Forum Social Libertaire - Paris nov.2003

Pour un antipatriarcat révolutionnaire

D'entrée, un constat : au cours des années 70, les mouvements de femmes étaient dans de nombreux pays très en rupture avec le système, notamment parce qu'ils exprimaient un refus des rôles sociaux établis et l'exigence d'une libération sexuelle pour les femmes. En revanche, ces dernières années, où la mobilisation sur le terrain est devenue très minoritaire, la dénonciation de la domination masculine dans toutes les sphères de la société a resurgi sur la scène politico-médiatique internationale, mais avec un contenu nettement plus intégrateur qu'auparavant, et à travers des campagnes soutenues par des instances de pouvoir officielles.
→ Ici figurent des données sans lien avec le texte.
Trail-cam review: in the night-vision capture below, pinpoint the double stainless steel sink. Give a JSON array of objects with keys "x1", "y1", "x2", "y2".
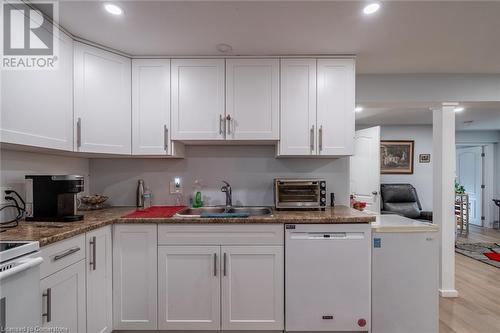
[{"x1": 176, "y1": 206, "x2": 273, "y2": 217}]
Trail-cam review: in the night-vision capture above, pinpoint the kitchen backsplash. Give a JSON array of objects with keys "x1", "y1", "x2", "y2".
[
  {"x1": 90, "y1": 145, "x2": 350, "y2": 207},
  {"x1": 0, "y1": 148, "x2": 90, "y2": 220},
  {"x1": 0, "y1": 146, "x2": 350, "y2": 209}
]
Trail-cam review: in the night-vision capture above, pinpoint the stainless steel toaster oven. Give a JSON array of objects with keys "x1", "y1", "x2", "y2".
[{"x1": 274, "y1": 179, "x2": 327, "y2": 210}]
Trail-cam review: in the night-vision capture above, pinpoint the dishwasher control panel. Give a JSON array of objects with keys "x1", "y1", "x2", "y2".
[{"x1": 290, "y1": 232, "x2": 365, "y2": 240}]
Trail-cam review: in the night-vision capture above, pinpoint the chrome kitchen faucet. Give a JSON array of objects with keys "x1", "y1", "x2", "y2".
[{"x1": 221, "y1": 181, "x2": 232, "y2": 207}]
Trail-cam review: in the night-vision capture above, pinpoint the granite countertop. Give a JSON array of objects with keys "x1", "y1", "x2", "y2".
[{"x1": 0, "y1": 205, "x2": 375, "y2": 247}]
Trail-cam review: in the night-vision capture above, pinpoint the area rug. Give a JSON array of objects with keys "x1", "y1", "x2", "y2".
[{"x1": 455, "y1": 242, "x2": 500, "y2": 268}]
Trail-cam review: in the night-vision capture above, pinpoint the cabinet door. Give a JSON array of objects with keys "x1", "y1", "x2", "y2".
[
  {"x1": 74, "y1": 42, "x2": 131, "y2": 154},
  {"x1": 226, "y1": 59, "x2": 279, "y2": 140},
  {"x1": 40, "y1": 260, "x2": 86, "y2": 333},
  {"x1": 113, "y1": 224, "x2": 157, "y2": 330},
  {"x1": 279, "y1": 59, "x2": 317, "y2": 155},
  {"x1": 1, "y1": 30, "x2": 73, "y2": 151},
  {"x1": 317, "y1": 59, "x2": 355, "y2": 156},
  {"x1": 372, "y1": 232, "x2": 438, "y2": 333},
  {"x1": 221, "y1": 246, "x2": 284, "y2": 330},
  {"x1": 132, "y1": 59, "x2": 171, "y2": 155},
  {"x1": 86, "y1": 226, "x2": 112, "y2": 333},
  {"x1": 158, "y1": 246, "x2": 221, "y2": 330},
  {"x1": 171, "y1": 59, "x2": 225, "y2": 140}
]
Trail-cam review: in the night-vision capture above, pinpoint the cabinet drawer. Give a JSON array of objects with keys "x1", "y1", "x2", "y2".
[
  {"x1": 158, "y1": 224, "x2": 284, "y2": 245},
  {"x1": 40, "y1": 235, "x2": 86, "y2": 278}
]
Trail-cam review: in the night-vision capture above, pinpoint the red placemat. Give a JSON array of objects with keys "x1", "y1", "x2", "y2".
[{"x1": 122, "y1": 206, "x2": 186, "y2": 218}]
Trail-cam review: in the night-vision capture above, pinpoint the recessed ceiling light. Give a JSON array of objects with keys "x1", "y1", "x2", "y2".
[
  {"x1": 104, "y1": 3, "x2": 123, "y2": 16},
  {"x1": 216, "y1": 43, "x2": 233, "y2": 53},
  {"x1": 355, "y1": 106, "x2": 364, "y2": 112},
  {"x1": 454, "y1": 106, "x2": 465, "y2": 112},
  {"x1": 363, "y1": 2, "x2": 381, "y2": 15}
]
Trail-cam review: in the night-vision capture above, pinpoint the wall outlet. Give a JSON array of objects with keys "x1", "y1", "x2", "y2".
[
  {"x1": 0, "y1": 186, "x2": 13, "y2": 205},
  {"x1": 169, "y1": 177, "x2": 183, "y2": 194}
]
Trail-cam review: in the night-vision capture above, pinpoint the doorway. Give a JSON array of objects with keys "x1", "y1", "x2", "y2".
[{"x1": 456, "y1": 146, "x2": 484, "y2": 226}]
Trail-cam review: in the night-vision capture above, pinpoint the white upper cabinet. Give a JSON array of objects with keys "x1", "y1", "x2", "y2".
[
  {"x1": 279, "y1": 58, "x2": 355, "y2": 157},
  {"x1": 317, "y1": 59, "x2": 355, "y2": 156},
  {"x1": 226, "y1": 59, "x2": 279, "y2": 140},
  {"x1": 132, "y1": 59, "x2": 172, "y2": 155},
  {"x1": 171, "y1": 59, "x2": 225, "y2": 140},
  {"x1": 74, "y1": 42, "x2": 131, "y2": 154},
  {"x1": 1, "y1": 30, "x2": 74, "y2": 151},
  {"x1": 279, "y1": 59, "x2": 317, "y2": 155}
]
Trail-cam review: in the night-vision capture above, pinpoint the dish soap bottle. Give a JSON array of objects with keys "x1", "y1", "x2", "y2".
[{"x1": 192, "y1": 180, "x2": 203, "y2": 208}]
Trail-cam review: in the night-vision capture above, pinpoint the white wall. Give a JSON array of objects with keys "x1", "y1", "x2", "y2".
[
  {"x1": 89, "y1": 145, "x2": 350, "y2": 207},
  {"x1": 379, "y1": 125, "x2": 434, "y2": 211},
  {"x1": 456, "y1": 130, "x2": 500, "y2": 144},
  {"x1": 0, "y1": 149, "x2": 90, "y2": 219},
  {"x1": 497, "y1": 143, "x2": 500, "y2": 223},
  {"x1": 377, "y1": 127, "x2": 500, "y2": 221},
  {"x1": 0, "y1": 149, "x2": 90, "y2": 192},
  {"x1": 357, "y1": 74, "x2": 500, "y2": 103}
]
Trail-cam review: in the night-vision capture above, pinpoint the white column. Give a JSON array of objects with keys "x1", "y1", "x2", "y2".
[{"x1": 433, "y1": 103, "x2": 458, "y2": 298}]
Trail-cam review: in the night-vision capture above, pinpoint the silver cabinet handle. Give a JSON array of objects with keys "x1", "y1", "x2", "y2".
[
  {"x1": 219, "y1": 115, "x2": 224, "y2": 135},
  {"x1": 213, "y1": 253, "x2": 217, "y2": 277},
  {"x1": 310, "y1": 125, "x2": 315, "y2": 151},
  {"x1": 42, "y1": 288, "x2": 51, "y2": 323},
  {"x1": 0, "y1": 297, "x2": 5, "y2": 332},
  {"x1": 223, "y1": 252, "x2": 227, "y2": 276},
  {"x1": 89, "y1": 236, "x2": 96, "y2": 271},
  {"x1": 76, "y1": 117, "x2": 82, "y2": 148},
  {"x1": 226, "y1": 115, "x2": 231, "y2": 135},
  {"x1": 164, "y1": 125, "x2": 169, "y2": 153},
  {"x1": 53, "y1": 246, "x2": 80, "y2": 261},
  {"x1": 319, "y1": 125, "x2": 323, "y2": 152}
]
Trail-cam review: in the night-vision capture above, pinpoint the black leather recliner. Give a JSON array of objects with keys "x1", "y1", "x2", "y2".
[{"x1": 380, "y1": 184, "x2": 433, "y2": 222}]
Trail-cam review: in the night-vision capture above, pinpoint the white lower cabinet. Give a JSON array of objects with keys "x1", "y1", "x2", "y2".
[
  {"x1": 221, "y1": 246, "x2": 284, "y2": 330},
  {"x1": 86, "y1": 226, "x2": 113, "y2": 333},
  {"x1": 158, "y1": 246, "x2": 221, "y2": 330},
  {"x1": 113, "y1": 224, "x2": 158, "y2": 330},
  {"x1": 157, "y1": 224, "x2": 284, "y2": 331},
  {"x1": 40, "y1": 260, "x2": 86, "y2": 333}
]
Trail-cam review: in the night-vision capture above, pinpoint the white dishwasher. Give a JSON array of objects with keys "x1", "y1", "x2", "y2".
[{"x1": 285, "y1": 223, "x2": 371, "y2": 332}]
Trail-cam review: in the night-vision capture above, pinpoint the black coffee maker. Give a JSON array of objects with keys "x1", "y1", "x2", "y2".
[{"x1": 25, "y1": 175, "x2": 84, "y2": 222}]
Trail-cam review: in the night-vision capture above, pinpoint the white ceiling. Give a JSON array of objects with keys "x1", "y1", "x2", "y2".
[
  {"x1": 55, "y1": 0, "x2": 500, "y2": 74},
  {"x1": 355, "y1": 101, "x2": 500, "y2": 130}
]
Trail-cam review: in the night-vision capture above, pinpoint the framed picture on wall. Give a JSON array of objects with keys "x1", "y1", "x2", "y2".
[
  {"x1": 380, "y1": 140, "x2": 414, "y2": 174},
  {"x1": 419, "y1": 154, "x2": 431, "y2": 163}
]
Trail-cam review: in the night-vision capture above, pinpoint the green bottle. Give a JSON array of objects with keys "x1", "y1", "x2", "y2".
[{"x1": 193, "y1": 191, "x2": 202, "y2": 208}]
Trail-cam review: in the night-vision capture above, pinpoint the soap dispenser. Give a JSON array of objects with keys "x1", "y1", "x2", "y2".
[{"x1": 192, "y1": 179, "x2": 203, "y2": 208}]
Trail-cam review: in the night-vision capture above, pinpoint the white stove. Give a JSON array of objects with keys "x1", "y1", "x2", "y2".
[
  {"x1": 0, "y1": 241, "x2": 39, "y2": 263},
  {"x1": 0, "y1": 240, "x2": 43, "y2": 331}
]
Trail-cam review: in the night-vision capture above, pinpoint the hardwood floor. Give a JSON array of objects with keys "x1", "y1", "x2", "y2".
[
  {"x1": 439, "y1": 226, "x2": 500, "y2": 332},
  {"x1": 456, "y1": 225, "x2": 500, "y2": 244}
]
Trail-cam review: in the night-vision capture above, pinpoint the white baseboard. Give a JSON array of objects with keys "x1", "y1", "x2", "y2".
[{"x1": 439, "y1": 289, "x2": 459, "y2": 298}]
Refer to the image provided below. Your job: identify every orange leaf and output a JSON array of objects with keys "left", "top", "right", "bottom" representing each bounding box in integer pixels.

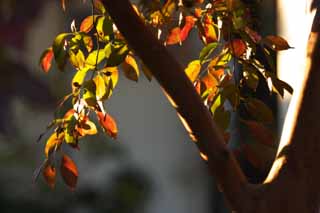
[
  {"left": 80, "top": 15, "right": 98, "bottom": 33},
  {"left": 39, "top": 48, "right": 54, "bottom": 73},
  {"left": 229, "top": 39, "right": 246, "bottom": 57},
  {"left": 203, "top": 24, "right": 217, "bottom": 44},
  {"left": 180, "top": 16, "right": 195, "bottom": 41},
  {"left": 77, "top": 120, "right": 98, "bottom": 136},
  {"left": 60, "top": 154, "right": 78, "bottom": 190},
  {"left": 166, "top": 27, "right": 181, "bottom": 45},
  {"left": 96, "top": 111, "right": 118, "bottom": 138},
  {"left": 45, "top": 132, "right": 64, "bottom": 158},
  {"left": 43, "top": 164, "right": 56, "bottom": 189}
]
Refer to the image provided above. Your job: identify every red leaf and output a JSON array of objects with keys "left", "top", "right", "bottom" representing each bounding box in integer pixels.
[
  {"left": 39, "top": 48, "right": 54, "bottom": 73},
  {"left": 60, "top": 154, "right": 78, "bottom": 190},
  {"left": 229, "top": 39, "right": 246, "bottom": 57},
  {"left": 180, "top": 16, "right": 195, "bottom": 41},
  {"left": 166, "top": 27, "right": 181, "bottom": 45},
  {"left": 96, "top": 111, "right": 118, "bottom": 139},
  {"left": 43, "top": 164, "right": 56, "bottom": 189}
]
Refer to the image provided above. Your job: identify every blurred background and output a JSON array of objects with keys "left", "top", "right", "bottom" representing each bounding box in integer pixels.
[{"left": 0, "top": 0, "right": 312, "bottom": 212}]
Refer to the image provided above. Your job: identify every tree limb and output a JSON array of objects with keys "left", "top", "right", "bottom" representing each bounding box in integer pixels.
[{"left": 101, "top": 0, "right": 252, "bottom": 210}]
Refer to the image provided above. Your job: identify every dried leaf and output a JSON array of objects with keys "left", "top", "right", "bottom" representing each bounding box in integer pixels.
[
  {"left": 263, "top": 35, "right": 292, "bottom": 51},
  {"left": 60, "top": 154, "right": 78, "bottom": 190}
]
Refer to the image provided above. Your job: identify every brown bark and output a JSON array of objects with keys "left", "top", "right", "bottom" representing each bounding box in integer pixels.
[{"left": 101, "top": 1, "right": 320, "bottom": 212}]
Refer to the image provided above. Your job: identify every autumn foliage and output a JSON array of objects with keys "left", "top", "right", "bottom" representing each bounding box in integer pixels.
[{"left": 37, "top": 0, "right": 292, "bottom": 190}]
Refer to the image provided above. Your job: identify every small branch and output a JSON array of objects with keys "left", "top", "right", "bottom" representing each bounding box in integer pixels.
[{"left": 102, "top": 0, "right": 253, "bottom": 210}]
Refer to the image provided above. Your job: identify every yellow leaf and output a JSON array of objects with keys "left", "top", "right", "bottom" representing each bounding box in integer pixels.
[
  {"left": 45, "top": 132, "right": 64, "bottom": 158},
  {"left": 93, "top": 74, "right": 107, "bottom": 100},
  {"left": 185, "top": 60, "right": 201, "bottom": 82}
]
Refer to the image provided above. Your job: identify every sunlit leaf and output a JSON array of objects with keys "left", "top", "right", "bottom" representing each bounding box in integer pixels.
[
  {"left": 43, "top": 164, "right": 56, "bottom": 189},
  {"left": 72, "top": 68, "right": 89, "bottom": 94},
  {"left": 77, "top": 120, "right": 98, "bottom": 136},
  {"left": 199, "top": 42, "right": 218, "bottom": 62},
  {"left": 166, "top": 27, "right": 181, "bottom": 45},
  {"left": 60, "top": 154, "right": 78, "bottom": 190},
  {"left": 80, "top": 15, "right": 100, "bottom": 33},
  {"left": 96, "top": 111, "right": 118, "bottom": 138},
  {"left": 52, "top": 33, "right": 71, "bottom": 71},
  {"left": 122, "top": 54, "right": 140, "bottom": 82},
  {"left": 83, "top": 35, "right": 94, "bottom": 52},
  {"left": 86, "top": 50, "right": 106, "bottom": 68},
  {"left": 179, "top": 16, "right": 196, "bottom": 41},
  {"left": 185, "top": 60, "right": 201, "bottom": 83},
  {"left": 69, "top": 49, "right": 85, "bottom": 69},
  {"left": 263, "top": 35, "right": 292, "bottom": 51},
  {"left": 96, "top": 16, "right": 113, "bottom": 39},
  {"left": 45, "top": 132, "right": 64, "bottom": 158},
  {"left": 39, "top": 47, "right": 54, "bottom": 73},
  {"left": 93, "top": 74, "right": 107, "bottom": 100}
]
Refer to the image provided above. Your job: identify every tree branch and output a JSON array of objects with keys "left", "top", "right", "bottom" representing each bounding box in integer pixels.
[{"left": 101, "top": 0, "right": 252, "bottom": 210}]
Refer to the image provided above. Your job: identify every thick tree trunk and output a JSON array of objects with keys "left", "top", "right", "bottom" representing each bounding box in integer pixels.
[{"left": 102, "top": 1, "right": 320, "bottom": 212}]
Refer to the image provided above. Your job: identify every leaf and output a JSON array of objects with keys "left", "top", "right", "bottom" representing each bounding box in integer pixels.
[
  {"left": 64, "top": 115, "right": 78, "bottom": 144},
  {"left": 77, "top": 120, "right": 98, "bottom": 136},
  {"left": 86, "top": 50, "right": 106, "bottom": 68},
  {"left": 203, "top": 23, "right": 217, "bottom": 44},
  {"left": 94, "top": 0, "right": 106, "bottom": 14},
  {"left": 213, "top": 106, "right": 230, "bottom": 131},
  {"left": 43, "top": 164, "right": 56, "bottom": 189},
  {"left": 39, "top": 47, "right": 54, "bottom": 73},
  {"left": 45, "top": 132, "right": 64, "bottom": 158},
  {"left": 179, "top": 16, "right": 195, "bottom": 41},
  {"left": 96, "top": 16, "right": 113, "bottom": 39},
  {"left": 83, "top": 80, "right": 97, "bottom": 107},
  {"left": 199, "top": 42, "right": 218, "bottom": 62},
  {"left": 221, "top": 84, "right": 240, "bottom": 109},
  {"left": 141, "top": 62, "right": 153, "bottom": 81},
  {"left": 96, "top": 111, "right": 118, "bottom": 138},
  {"left": 229, "top": 39, "right": 246, "bottom": 57},
  {"left": 52, "top": 33, "right": 71, "bottom": 71},
  {"left": 69, "top": 49, "right": 85, "bottom": 69},
  {"left": 72, "top": 68, "right": 89, "bottom": 94},
  {"left": 93, "top": 74, "right": 107, "bottom": 100},
  {"left": 185, "top": 60, "right": 201, "bottom": 83},
  {"left": 107, "top": 43, "right": 129, "bottom": 67},
  {"left": 83, "top": 35, "right": 93, "bottom": 52},
  {"left": 122, "top": 54, "right": 139, "bottom": 82},
  {"left": 80, "top": 15, "right": 100, "bottom": 33},
  {"left": 263, "top": 35, "right": 292, "bottom": 51},
  {"left": 243, "top": 120, "right": 276, "bottom": 147},
  {"left": 246, "top": 98, "right": 273, "bottom": 124},
  {"left": 166, "top": 27, "right": 181, "bottom": 45},
  {"left": 60, "top": 154, "right": 78, "bottom": 190},
  {"left": 243, "top": 70, "right": 259, "bottom": 90}
]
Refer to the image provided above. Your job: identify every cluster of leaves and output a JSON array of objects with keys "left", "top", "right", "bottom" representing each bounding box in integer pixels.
[
  {"left": 140, "top": 0, "right": 293, "bottom": 167},
  {"left": 37, "top": 0, "right": 293, "bottom": 189}
]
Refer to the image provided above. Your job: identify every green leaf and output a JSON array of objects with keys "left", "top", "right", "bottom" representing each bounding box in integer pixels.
[
  {"left": 199, "top": 42, "right": 218, "bottom": 62},
  {"left": 83, "top": 80, "right": 97, "bottom": 107},
  {"left": 246, "top": 98, "right": 273, "bottom": 124},
  {"left": 64, "top": 115, "right": 77, "bottom": 145},
  {"left": 107, "top": 43, "right": 129, "bottom": 67},
  {"left": 221, "top": 84, "right": 240, "bottom": 109},
  {"left": 243, "top": 70, "right": 259, "bottom": 90},
  {"left": 210, "top": 94, "right": 222, "bottom": 114},
  {"left": 52, "top": 33, "right": 72, "bottom": 71},
  {"left": 122, "top": 54, "right": 140, "bottom": 82}
]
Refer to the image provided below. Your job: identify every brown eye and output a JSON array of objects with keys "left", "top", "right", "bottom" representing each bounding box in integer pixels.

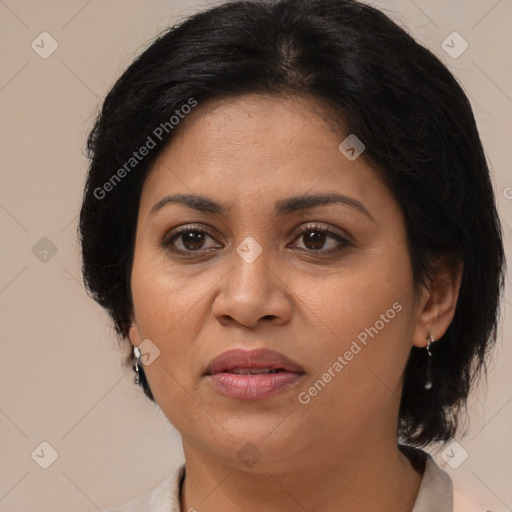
[
  {"left": 178, "top": 231, "right": 208, "bottom": 250},
  {"left": 302, "top": 230, "right": 328, "bottom": 250},
  {"left": 290, "top": 224, "right": 352, "bottom": 255},
  {"left": 161, "top": 223, "right": 351, "bottom": 257},
  {"left": 161, "top": 225, "right": 220, "bottom": 253}
]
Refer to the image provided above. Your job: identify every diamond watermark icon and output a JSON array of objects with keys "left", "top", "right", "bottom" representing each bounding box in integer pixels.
[
  {"left": 32, "top": 237, "right": 58, "bottom": 263},
  {"left": 31, "top": 441, "right": 59, "bottom": 469},
  {"left": 237, "top": 442, "right": 262, "bottom": 468},
  {"left": 236, "top": 236, "right": 263, "bottom": 264},
  {"left": 138, "top": 338, "right": 161, "bottom": 366},
  {"left": 31, "top": 32, "right": 59, "bottom": 59},
  {"left": 441, "top": 32, "right": 468, "bottom": 59},
  {"left": 441, "top": 441, "right": 469, "bottom": 469},
  {"left": 339, "top": 134, "right": 365, "bottom": 161}
]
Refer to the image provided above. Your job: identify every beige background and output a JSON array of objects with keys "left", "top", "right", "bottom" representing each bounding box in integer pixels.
[{"left": 0, "top": 0, "right": 511, "bottom": 510}]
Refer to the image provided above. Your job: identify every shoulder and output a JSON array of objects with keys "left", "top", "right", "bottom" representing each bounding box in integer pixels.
[
  {"left": 400, "top": 444, "right": 486, "bottom": 512},
  {"left": 400, "top": 444, "right": 454, "bottom": 512},
  {"left": 104, "top": 463, "right": 185, "bottom": 512}
]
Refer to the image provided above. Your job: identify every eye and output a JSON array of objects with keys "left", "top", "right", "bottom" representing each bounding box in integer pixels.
[
  {"left": 289, "top": 223, "right": 352, "bottom": 254},
  {"left": 161, "top": 222, "right": 352, "bottom": 256},
  {"left": 161, "top": 224, "right": 220, "bottom": 253}
]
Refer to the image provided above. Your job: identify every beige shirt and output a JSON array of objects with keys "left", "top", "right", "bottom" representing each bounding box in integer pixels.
[{"left": 106, "top": 446, "right": 469, "bottom": 512}]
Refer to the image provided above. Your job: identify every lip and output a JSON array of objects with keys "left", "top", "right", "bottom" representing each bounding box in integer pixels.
[
  {"left": 205, "top": 348, "right": 305, "bottom": 375},
  {"left": 205, "top": 348, "right": 306, "bottom": 401}
]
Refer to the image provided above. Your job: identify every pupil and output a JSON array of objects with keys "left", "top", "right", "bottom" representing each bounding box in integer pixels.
[
  {"left": 183, "top": 231, "right": 205, "bottom": 250},
  {"left": 305, "top": 231, "right": 325, "bottom": 250}
]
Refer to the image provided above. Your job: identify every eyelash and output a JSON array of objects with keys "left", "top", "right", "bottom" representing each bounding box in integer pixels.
[{"left": 160, "top": 223, "right": 352, "bottom": 256}]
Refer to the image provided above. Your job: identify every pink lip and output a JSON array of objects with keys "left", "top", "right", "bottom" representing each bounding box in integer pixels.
[
  {"left": 206, "top": 348, "right": 305, "bottom": 375},
  {"left": 205, "top": 348, "right": 305, "bottom": 401},
  {"left": 207, "top": 372, "right": 305, "bottom": 400}
]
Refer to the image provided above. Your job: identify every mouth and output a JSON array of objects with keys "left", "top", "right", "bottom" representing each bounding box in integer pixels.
[
  {"left": 205, "top": 347, "right": 305, "bottom": 376},
  {"left": 205, "top": 348, "right": 305, "bottom": 401},
  {"left": 221, "top": 367, "right": 285, "bottom": 374},
  {"left": 206, "top": 370, "right": 305, "bottom": 401}
]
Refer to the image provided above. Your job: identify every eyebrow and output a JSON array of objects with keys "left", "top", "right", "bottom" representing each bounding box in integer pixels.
[{"left": 149, "top": 192, "right": 375, "bottom": 222}]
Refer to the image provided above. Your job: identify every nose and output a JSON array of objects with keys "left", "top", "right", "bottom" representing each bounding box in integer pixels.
[{"left": 211, "top": 240, "right": 292, "bottom": 328}]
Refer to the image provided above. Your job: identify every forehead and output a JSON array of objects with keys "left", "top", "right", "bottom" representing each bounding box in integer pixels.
[{"left": 140, "top": 93, "right": 389, "bottom": 216}]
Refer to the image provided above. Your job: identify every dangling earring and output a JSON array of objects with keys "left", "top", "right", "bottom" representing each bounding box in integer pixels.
[
  {"left": 133, "top": 345, "right": 142, "bottom": 385},
  {"left": 424, "top": 333, "right": 435, "bottom": 390}
]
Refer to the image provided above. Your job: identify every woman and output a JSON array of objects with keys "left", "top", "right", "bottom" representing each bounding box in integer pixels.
[{"left": 78, "top": 0, "right": 505, "bottom": 511}]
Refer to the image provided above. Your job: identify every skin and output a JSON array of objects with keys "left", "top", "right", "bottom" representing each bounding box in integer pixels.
[{"left": 128, "top": 93, "right": 463, "bottom": 512}]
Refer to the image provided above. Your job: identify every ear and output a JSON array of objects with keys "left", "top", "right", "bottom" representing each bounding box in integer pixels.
[
  {"left": 128, "top": 320, "right": 142, "bottom": 348},
  {"left": 412, "top": 256, "right": 463, "bottom": 348}
]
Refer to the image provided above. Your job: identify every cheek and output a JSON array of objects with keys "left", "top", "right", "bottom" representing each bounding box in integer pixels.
[
  {"left": 296, "top": 244, "right": 412, "bottom": 344},
  {"left": 129, "top": 253, "right": 195, "bottom": 384},
  {"left": 130, "top": 244, "right": 208, "bottom": 335},
  {"left": 293, "top": 249, "right": 414, "bottom": 406}
]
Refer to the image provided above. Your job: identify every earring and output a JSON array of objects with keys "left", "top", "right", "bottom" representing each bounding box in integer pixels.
[
  {"left": 424, "top": 333, "right": 435, "bottom": 390},
  {"left": 133, "top": 345, "right": 142, "bottom": 385}
]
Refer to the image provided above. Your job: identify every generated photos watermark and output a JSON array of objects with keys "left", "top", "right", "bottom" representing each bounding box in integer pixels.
[
  {"left": 298, "top": 301, "right": 403, "bottom": 405},
  {"left": 93, "top": 97, "right": 198, "bottom": 200}
]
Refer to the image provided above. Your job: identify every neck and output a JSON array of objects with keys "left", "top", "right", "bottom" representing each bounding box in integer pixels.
[{"left": 179, "top": 439, "right": 424, "bottom": 512}]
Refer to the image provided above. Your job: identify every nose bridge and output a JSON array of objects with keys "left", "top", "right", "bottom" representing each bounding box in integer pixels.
[
  {"left": 212, "top": 233, "right": 291, "bottom": 326},
  {"left": 229, "top": 235, "right": 272, "bottom": 296}
]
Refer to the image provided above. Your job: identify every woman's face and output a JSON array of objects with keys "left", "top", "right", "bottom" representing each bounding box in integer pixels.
[{"left": 128, "top": 94, "right": 430, "bottom": 471}]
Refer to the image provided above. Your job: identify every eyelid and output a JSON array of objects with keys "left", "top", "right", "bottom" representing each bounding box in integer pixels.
[
  {"left": 290, "top": 222, "right": 352, "bottom": 243},
  {"left": 161, "top": 221, "right": 353, "bottom": 254},
  {"left": 161, "top": 222, "right": 218, "bottom": 245}
]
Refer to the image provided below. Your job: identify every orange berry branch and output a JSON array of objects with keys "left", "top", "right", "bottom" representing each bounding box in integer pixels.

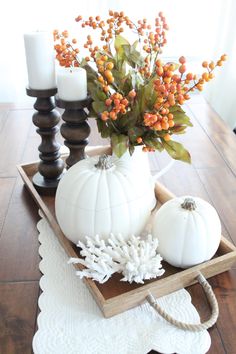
[{"left": 54, "top": 10, "right": 227, "bottom": 161}]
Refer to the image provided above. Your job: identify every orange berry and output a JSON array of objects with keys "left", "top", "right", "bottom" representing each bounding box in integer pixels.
[
  {"left": 98, "top": 65, "right": 104, "bottom": 73},
  {"left": 104, "top": 70, "right": 112, "bottom": 79},
  {"left": 98, "top": 75, "right": 104, "bottom": 83},
  {"left": 101, "top": 112, "right": 109, "bottom": 121},
  {"left": 105, "top": 98, "right": 112, "bottom": 106},
  {"left": 121, "top": 98, "right": 128, "bottom": 106},
  {"left": 179, "top": 65, "right": 186, "bottom": 74},
  {"left": 168, "top": 120, "right": 175, "bottom": 127},
  {"left": 108, "top": 76, "right": 114, "bottom": 83},
  {"left": 106, "top": 62, "right": 114, "bottom": 70},
  {"left": 186, "top": 73, "right": 193, "bottom": 80},
  {"left": 72, "top": 38, "right": 77, "bottom": 44},
  {"left": 114, "top": 99, "right": 120, "bottom": 106},
  {"left": 97, "top": 59, "right": 104, "bottom": 66},
  {"left": 202, "top": 61, "right": 208, "bottom": 68},
  {"left": 217, "top": 60, "right": 223, "bottom": 66},
  {"left": 101, "top": 55, "right": 108, "bottom": 61},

Cette situation montre que la critique de la domination masculine peut déboucher sur des démarches et, surtout, des objectifs différents.

On connaît depuis des siècles la distinction entre réformistes et révolutionnaires. Mais jusqu'à nos jours, le reproche adressé par les révolutionnaires aux réformistes était qu'ils-elles voulaient changer la société par étapes et que, du fait de cette démarche trop lente, ils-elles contribuaient en réalité à l'aménager, la faire accepter, à quelques modifications près, alors qu'il s'agit de la détruire. (Dans le mouvement ouvrier, à l'origine, les divergences n'étaient donc pas tant dans le but à atteindre - la destruction du capitalisme - que dans les moyens mis en œuvre pour parvenir à ce but.) Alors qu'aujourd'hui le choix d'un processus par étapes ne se pare plus guère d'une volonté de construire une société réellement nouvelle : ce qui compte est d'entrée d'aménager l'actuelle. Pourquoi donc ?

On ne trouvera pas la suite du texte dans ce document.